Es soll noch ein Beispiel folgen, um zu verdeutlichen, warum man die Shari’a ganzheitlich betrachten muss. Zinsgeschäfte sind im islam verboten. Das geht aus dem Koran hervor. Im Koran steht ebenso, dass die „Gläubigen einander Geschwister“ sind. Wenn wir diese beiden Verse zusammendenken stoßen wir auf Folgendes: Wenn ein Gläubiger seinem Glaubensbruder in Not hilft und ihm Geld gibt, so kann nicht später mehr zurückverlangen, als er gegeben hat. Das passt nicht zum Gedanken der Bruderschaft.

Gesellschaftlich ist man aber weit davon entfernt, diese Ideale auch genauso auszuleben. Das hat allerdings der Mensch selbst zu verschulden. Die Scharia ist nicht das Problem.

Nun zum zweiten Extrem. Es ist nicht legitim, eine Person oder eine Gruppe des Unglaubens zu bezichtigen, weil sie ein Gebot oder eine Vorschrift der Religion scheinbar nicht erfüllt oder nicht erfüllen kann.
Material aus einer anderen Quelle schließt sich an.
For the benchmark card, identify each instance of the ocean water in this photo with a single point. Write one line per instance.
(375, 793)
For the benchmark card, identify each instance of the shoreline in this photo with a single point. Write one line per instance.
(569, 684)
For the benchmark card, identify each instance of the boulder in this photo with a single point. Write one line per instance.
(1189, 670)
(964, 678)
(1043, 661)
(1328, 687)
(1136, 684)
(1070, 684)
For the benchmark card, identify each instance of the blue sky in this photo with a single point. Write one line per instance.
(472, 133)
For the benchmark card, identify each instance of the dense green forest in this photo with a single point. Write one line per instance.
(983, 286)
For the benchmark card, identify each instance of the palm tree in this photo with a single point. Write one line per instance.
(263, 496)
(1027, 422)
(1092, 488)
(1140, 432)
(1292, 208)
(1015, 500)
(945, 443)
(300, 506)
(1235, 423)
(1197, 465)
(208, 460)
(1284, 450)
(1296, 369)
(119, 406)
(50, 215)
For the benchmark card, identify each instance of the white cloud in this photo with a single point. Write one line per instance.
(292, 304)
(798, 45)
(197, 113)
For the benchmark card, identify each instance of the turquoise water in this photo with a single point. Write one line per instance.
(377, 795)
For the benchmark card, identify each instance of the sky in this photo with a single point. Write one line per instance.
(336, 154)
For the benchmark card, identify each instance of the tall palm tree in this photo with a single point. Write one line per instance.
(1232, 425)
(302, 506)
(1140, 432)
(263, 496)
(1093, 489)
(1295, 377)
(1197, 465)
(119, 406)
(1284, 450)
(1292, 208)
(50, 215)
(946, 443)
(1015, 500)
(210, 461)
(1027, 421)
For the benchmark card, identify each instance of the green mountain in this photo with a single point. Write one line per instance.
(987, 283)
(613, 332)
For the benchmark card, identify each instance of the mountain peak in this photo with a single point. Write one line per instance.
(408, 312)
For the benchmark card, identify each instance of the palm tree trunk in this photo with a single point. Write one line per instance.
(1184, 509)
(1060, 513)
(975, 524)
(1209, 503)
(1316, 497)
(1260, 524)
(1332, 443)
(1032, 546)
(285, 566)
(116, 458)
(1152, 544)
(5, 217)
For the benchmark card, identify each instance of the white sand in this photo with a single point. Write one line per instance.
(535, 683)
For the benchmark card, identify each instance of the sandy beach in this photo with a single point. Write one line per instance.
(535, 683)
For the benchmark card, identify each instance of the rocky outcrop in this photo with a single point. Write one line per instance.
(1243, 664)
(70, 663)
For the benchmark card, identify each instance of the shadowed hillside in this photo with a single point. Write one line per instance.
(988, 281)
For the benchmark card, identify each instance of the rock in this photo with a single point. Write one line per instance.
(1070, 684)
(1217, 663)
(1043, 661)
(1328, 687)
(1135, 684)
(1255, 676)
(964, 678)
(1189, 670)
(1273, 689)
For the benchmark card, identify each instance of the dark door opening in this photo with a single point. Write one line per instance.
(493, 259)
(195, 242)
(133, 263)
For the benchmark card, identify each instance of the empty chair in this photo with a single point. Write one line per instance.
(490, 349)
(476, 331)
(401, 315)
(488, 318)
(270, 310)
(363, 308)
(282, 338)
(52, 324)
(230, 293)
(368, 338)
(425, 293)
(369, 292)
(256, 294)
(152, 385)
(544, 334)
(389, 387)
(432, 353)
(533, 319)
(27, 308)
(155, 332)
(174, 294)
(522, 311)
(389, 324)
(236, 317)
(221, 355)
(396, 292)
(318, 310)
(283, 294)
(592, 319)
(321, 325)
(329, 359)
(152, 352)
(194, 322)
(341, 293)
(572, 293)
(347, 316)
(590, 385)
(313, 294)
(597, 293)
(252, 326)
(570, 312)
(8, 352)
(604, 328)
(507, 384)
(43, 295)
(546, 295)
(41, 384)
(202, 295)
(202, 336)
Ungläubig ist man nur dann, wenn man ein Gebot der Religion bewusst und mit voller Überzeugung ablehnt. Allenfalls kann man von sündhaftem Verhalten sprechen, also von einem persönlichen Irrtum des Menschen. Irrtum und Unglaube sind zwei verschiedene Dinge. Man kann darüber spekulieren, warum jemand einen Irrtum in der Glaubenspraxis begeht. Aber ihn deshalb als Ungläubigen zu bezeichnen, ist für die Mehrheit der Muslime nicht akzeptabel. Diejenigen, die eine solche Praxis verfolgten und Glaubensbrüder und -schwestern wegen einzelner Fehltritte oder auch nur Meinungsverschiedenheiten direkt zu Ungläubigen erklärten, konnten sich letztlich selbst nicht lange in der Gemeinschaft halten. Die ersten Extremisten dieser Art im Islam waren die „Kharidschiten“, die sich in radikaler Weise gegen den Rest der gesamten Glaubensgemeinschaft stellten. Der Name leitet sich von dem Wort „austreten“ ab, und nach ihrem Selbstverständnis treten sie aus den Reihen der Ungläubigen (also der islamischen Welt) aus, um dem von ihnen proklamierten wahren Weg zu folgen.